Et les témoins se succèdent, reprenant les mêmes affirmations, avec quelques variantes, mais l’heure tourne, et sur son registre le greffier écrit: “Attendu qu’il est midi et que tous les témoins engagés n’ont pu être entendus, nous, Juge, avons renvoyé à deux heures de l’après-midi, au bourg de Bernières, pour l’établissement de la contre-enquête”. Et ainsi, à deux heures de l’après-midi, au bourg cette fois, sont entendus les neuf témoins de la contre-enquête.

Le premier témoin est aussi le propre fermier de la Sallerie:

Il y a eu 17 ans au 25 mars dernier que je suis fermier de la Sallerie” dit Alexis Angot, 61 ans. “Quand il n’y avait pas de récolte sur pied ou non engrangée, sur le jardin de la Sallerie, les bestiaux ont toujours été s’abreuver à la mare. Dans le bout de cette mare, il y avait une petite “avallée” d’un mètre à un mètre et demi environ, puis des souches à travers lesquelles les bestiaux passaient, ainsi que par l’avallée dont j’ai parlé. Il y a une quinzaine d’années, un chêne qui se trouvait sur le talus étant tombé dans la mare, il avait fait une “coulée” par laquelle les bestiaux passaient”.

Le 2ème témoin était un jeune journalier, Emile Dumesnil, originaire de Roullours, qui avait été durant 5 ans domestique chez les Angot à la Sallerie: “Les bestiaux allaient d’eux-mêmes s’abreuver à la mare par un passage de 3 ou 4 mètres...”

Et ainsi se poursuivait l’audience des témoins: cultivateur à Rully, cafetier à Saint-Quentin, journalier à Mesnil-Ciboult, taupier à Bernières, ou “occupée au ménage”, répétant avec lassitude les mêmes arguments, ni faux ni vrais.
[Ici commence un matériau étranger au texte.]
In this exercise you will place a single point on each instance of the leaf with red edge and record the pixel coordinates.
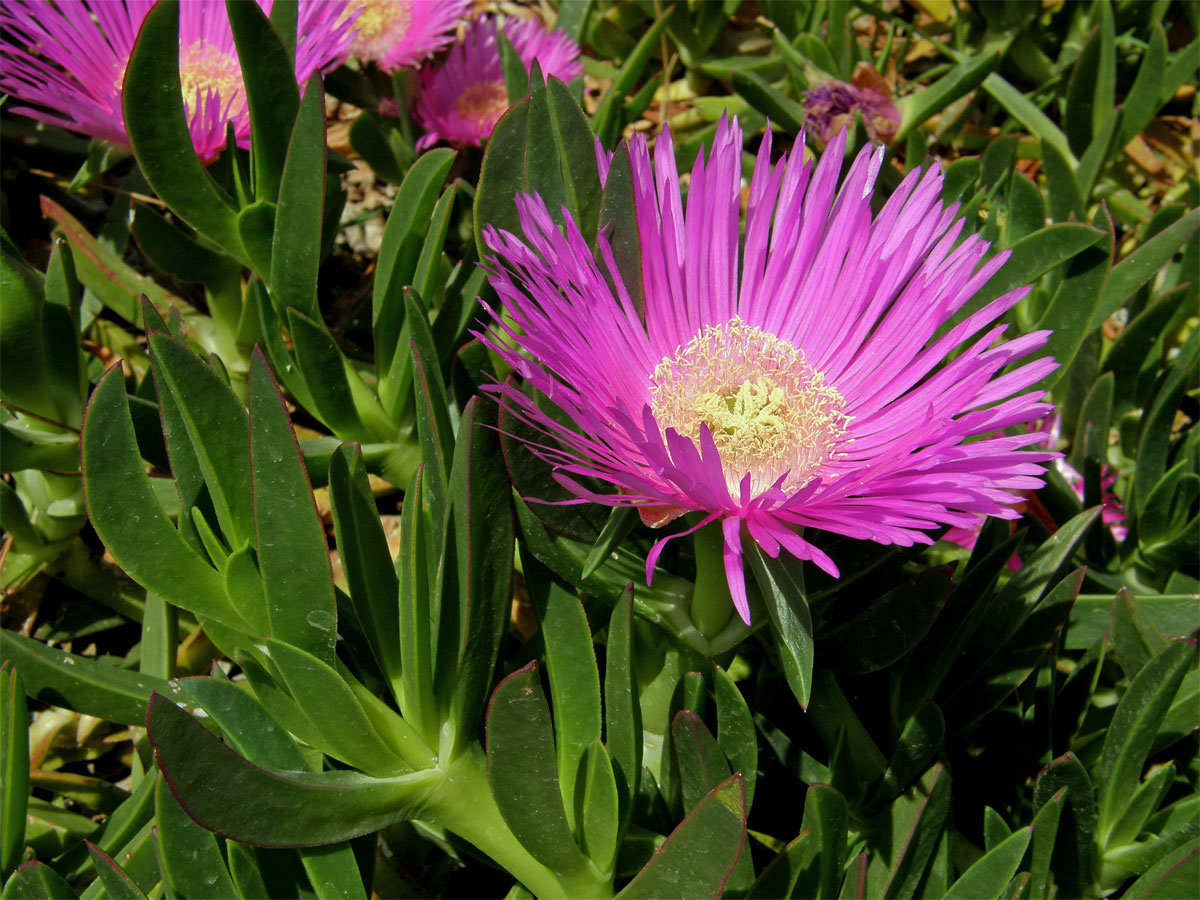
(700, 855)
C’est à la nuit noire que tout le monde s’ébranle pour regagner vaille que vaille, par les routes défoncées d’abord, puis par les “charrières”, leur domicile et leur grande maison de granit...

Mais les esprits restent insatisfaits: qu’en sortira-t-il de ces dépositions toutes ou presque toutes douteuses ou approximatives, trop modelées les unes sur les autres... Un ancien notaire de Tinchebray écrira à un ami:

Je regrette vivement la détermination de Madame de Mareuil, car l’appréciation de ces déclarations, en présence de ses titres et des nombreux témoignages de l’enquête et de la contre-enquête, va être finalement à l’opposé de ce qu’elle attend. En réalité, il n’y a que trois témoignages de la contre-enquête qui sont complètement contraires à ses intérêts. Pour moi, je n’en doute pas, ce sont des témoignages achetés, d’autant plus que dans la contrée on ne craint pas de le dire ouvertement. L’opinion dans le pays est certainement contre elle”.
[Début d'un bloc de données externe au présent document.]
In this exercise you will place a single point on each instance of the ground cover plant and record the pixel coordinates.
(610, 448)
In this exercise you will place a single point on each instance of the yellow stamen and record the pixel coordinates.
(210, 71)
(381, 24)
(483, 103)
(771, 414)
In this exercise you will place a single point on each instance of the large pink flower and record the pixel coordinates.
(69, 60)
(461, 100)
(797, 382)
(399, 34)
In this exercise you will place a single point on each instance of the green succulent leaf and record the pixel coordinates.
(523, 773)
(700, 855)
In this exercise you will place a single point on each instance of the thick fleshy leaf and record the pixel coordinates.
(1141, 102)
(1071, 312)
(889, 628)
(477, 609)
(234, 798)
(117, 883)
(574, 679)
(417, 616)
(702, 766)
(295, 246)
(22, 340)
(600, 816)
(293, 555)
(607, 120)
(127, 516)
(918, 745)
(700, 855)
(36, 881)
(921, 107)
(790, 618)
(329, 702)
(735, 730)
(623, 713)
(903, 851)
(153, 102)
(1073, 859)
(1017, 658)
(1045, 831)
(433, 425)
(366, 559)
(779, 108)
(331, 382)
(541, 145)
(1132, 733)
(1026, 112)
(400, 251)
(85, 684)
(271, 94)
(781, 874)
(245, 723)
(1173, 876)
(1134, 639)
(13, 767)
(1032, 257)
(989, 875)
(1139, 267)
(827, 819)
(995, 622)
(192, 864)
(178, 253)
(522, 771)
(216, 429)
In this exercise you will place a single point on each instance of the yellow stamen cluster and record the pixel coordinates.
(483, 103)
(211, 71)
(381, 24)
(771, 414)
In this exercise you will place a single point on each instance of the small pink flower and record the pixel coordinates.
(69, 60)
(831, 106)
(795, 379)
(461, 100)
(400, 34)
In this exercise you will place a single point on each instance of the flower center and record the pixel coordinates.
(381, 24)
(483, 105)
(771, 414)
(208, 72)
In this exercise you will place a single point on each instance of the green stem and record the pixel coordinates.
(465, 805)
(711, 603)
Devant cette sourde opposition qu’elle n’attendait pas en effet et qu’elle sentait s’amplifier, Madame de Mareuil se décida à faire appel à la Cour de Justice de Caen. Dans la Grande Salle de la Cour de Caen, on assista à la reprise des témoignages et contre-témoignages... Mais, cette fois, une décision plus nette fut prise: la Mare de la Sallerie appartiendrait moitié par moitié aux fermes de la Garanterie et de la Sallerie. Les bestiaux de chaque ferme y auraient accès, sans opposition possible. Le curage de la mare reviendrait périodiquement à l’un ou à l’autre fermier de la Garanterie ou de la Sallerie, à tour de rôle.

Ainsi prenait fin cette lamentable histoire qui avait causé tant de mal aux propriétaires, aux fermiers, à tout le pays. A la sortie de la Grande Salle de la Cour de Justice de Caen, en passant la grande porte massive, Madame de Mareuil et Madame de Saint-Louvent se trouvèrent par hasard face à face, dans l’obscurité de l’embrasure.

A l’ouverture du battant extérieur de la porte, en un éclair de lumière, elles se reconnurent et elles eurent un mouvement instinctif de recul. En une seconde aussi, Madame de Mareuil comprit quelle occasion lui était ainsi donnée; et d’un pas décidé, elle revint vers sa sœur, et sans dire mot, l’embrassa. Marie Jeanne-Baptiste et Thérèse-Françoise s’étreignirent ainsi en silence quelques secondes, dans la joie d’une paix retrouvée et d’une amitié reconquise.

Tout autour, les “gens” des deux domaines, montés à Caen avec leur dame, observèrent bouche bée et en silence, sans un mouvement, cette scène inattendue. Puis, avec la même soudaineté, les visages s’ouvrirent et la sympathie mystérieuse et puissante envahit à nouveau tout ce monde que tant de liens unissaient et qu’une pauvre mare avait si longtemps séparés.”